The Nasty News Carriers
Three questions on the same subject and a story…
Dear Aunt Bossy,
What is your opinion about people who can hardly wait to tell you awful things that others have supposedly said about you?
Are they trying to help or hurt?
Nothing confusing about it. If someone comes to you and tells you awful things that someone else supposedly said about you, they are willing to hurt you. They may be willing to hurt you to hurt another person, or they may just want to hurt you. It really doesn’t matter.
Avoid these people like the plague they are.
Dear Aunt Bossy,
I have a friend who is very, very unhappy. She hates her job, she doesn’t have a boyfriend and wants one, her daughter treats her with no respect, and she does not see any hope for the future. My heart breaks for her.

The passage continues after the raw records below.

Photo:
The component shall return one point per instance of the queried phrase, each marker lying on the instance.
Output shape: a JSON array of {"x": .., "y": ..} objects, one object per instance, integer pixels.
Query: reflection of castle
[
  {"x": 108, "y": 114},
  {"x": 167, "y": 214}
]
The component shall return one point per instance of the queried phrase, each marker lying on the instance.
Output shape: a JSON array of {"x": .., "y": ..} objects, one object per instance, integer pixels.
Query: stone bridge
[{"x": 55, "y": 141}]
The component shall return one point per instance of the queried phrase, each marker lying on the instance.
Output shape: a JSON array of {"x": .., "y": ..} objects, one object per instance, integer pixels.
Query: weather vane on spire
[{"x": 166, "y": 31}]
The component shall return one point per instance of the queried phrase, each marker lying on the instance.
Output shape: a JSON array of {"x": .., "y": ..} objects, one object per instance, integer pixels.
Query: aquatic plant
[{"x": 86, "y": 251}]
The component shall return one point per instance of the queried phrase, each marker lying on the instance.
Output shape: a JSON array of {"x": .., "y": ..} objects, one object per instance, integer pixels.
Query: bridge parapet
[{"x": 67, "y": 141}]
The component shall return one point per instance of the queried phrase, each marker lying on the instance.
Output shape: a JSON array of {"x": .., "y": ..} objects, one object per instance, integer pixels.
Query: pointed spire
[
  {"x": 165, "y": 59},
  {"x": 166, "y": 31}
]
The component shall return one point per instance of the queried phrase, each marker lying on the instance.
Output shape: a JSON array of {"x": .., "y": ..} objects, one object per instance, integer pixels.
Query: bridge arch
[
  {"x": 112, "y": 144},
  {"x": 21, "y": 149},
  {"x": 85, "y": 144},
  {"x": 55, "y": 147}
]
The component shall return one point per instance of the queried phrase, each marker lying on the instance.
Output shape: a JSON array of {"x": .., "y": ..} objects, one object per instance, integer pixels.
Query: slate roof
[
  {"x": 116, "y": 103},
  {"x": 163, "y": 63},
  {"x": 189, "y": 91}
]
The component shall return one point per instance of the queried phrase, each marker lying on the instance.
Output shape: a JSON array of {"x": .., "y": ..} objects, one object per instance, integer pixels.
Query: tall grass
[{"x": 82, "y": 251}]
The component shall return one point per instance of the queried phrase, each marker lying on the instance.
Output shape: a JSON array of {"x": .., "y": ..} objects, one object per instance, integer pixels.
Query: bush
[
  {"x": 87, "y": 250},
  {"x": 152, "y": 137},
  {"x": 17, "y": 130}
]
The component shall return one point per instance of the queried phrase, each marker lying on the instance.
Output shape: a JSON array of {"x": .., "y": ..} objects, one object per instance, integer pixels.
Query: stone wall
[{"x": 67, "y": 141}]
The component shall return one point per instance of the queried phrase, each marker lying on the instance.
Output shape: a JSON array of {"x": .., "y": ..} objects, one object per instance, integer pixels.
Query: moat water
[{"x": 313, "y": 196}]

I’ve tried to help her. I’ve given her suggestions about how to get out of her rut, but she always has an excuse about why those ideas won’t work.
Now, I find out she has been undermining me with our mutual acquaintances, even engaging someone I hadn’t even met to paint me in a bad light to a friend. I know it is just because she is feeling so down, but it is causing my friends and me pain. What should I do?
At a Loss
You only have two choices. The first is to ignore her, avoid her, and pray for her peace. The second is to confront her.
If you confront her, she will most likely throw fuel on her fire and go all out in her mission to make you look bad. Besides, she already feels bad enough without having to hear this from you.
She is obviously in a lot of pain herself and probably thinks you have it too easy in life, so she is going to even things out. If she knew things don’t work that way, she wouldn’t be stuck in the life she has.
If I were you, I would avoid her, be polite when you do have to see her, and cement your relationships with the people you care about. There is nothing you can do to help her, and you just need to keep out of her way.
It would be good if you could find it in your heart to pray for her.
Life is very hard for some people, and just because it is of their own making doesn’t mean they don’t deserve our compassion.
Dear Aunt Bossy,
You know that joke about the scorpion that promises the turtle he won’t sting him if he gives him a ride on his back to the other side of a river? When they get there, the scorpion stings him, and the dying turtle looks up and asks “why?” The scorpion responds, “I’m a scorpion. I can’t help it.”
When we run into human scorpions, how many chances dare we give them before the bite is lethal?
Theresa the Turtle
I guess it all depends on how fast you can pull your head back into your shell. However, I say third time and that venomous creature should be history.
There is no need to put yourself in harm’s way. If you have to go through the scorpion’s territory, say “hi” and hurry along.
Needless to say, no more rides.
Aunt Bossy has an anecdote on this subject. She knows a particularly smart, witty and harrowingly destructive character who is a close friend of a friend of hers. One day when they were sitting around, Bossy said, “You know, Friend, how I know you are a true friend?” She said, “How?” Bossy’ responded, “Because you never tell me all the horrible things so-and-so says about me.”
We all laughed because we know people like that. ‘Tis a pity.
For my next column we will discuss how dreadful it is when people refer to themselves in the third person. Ha!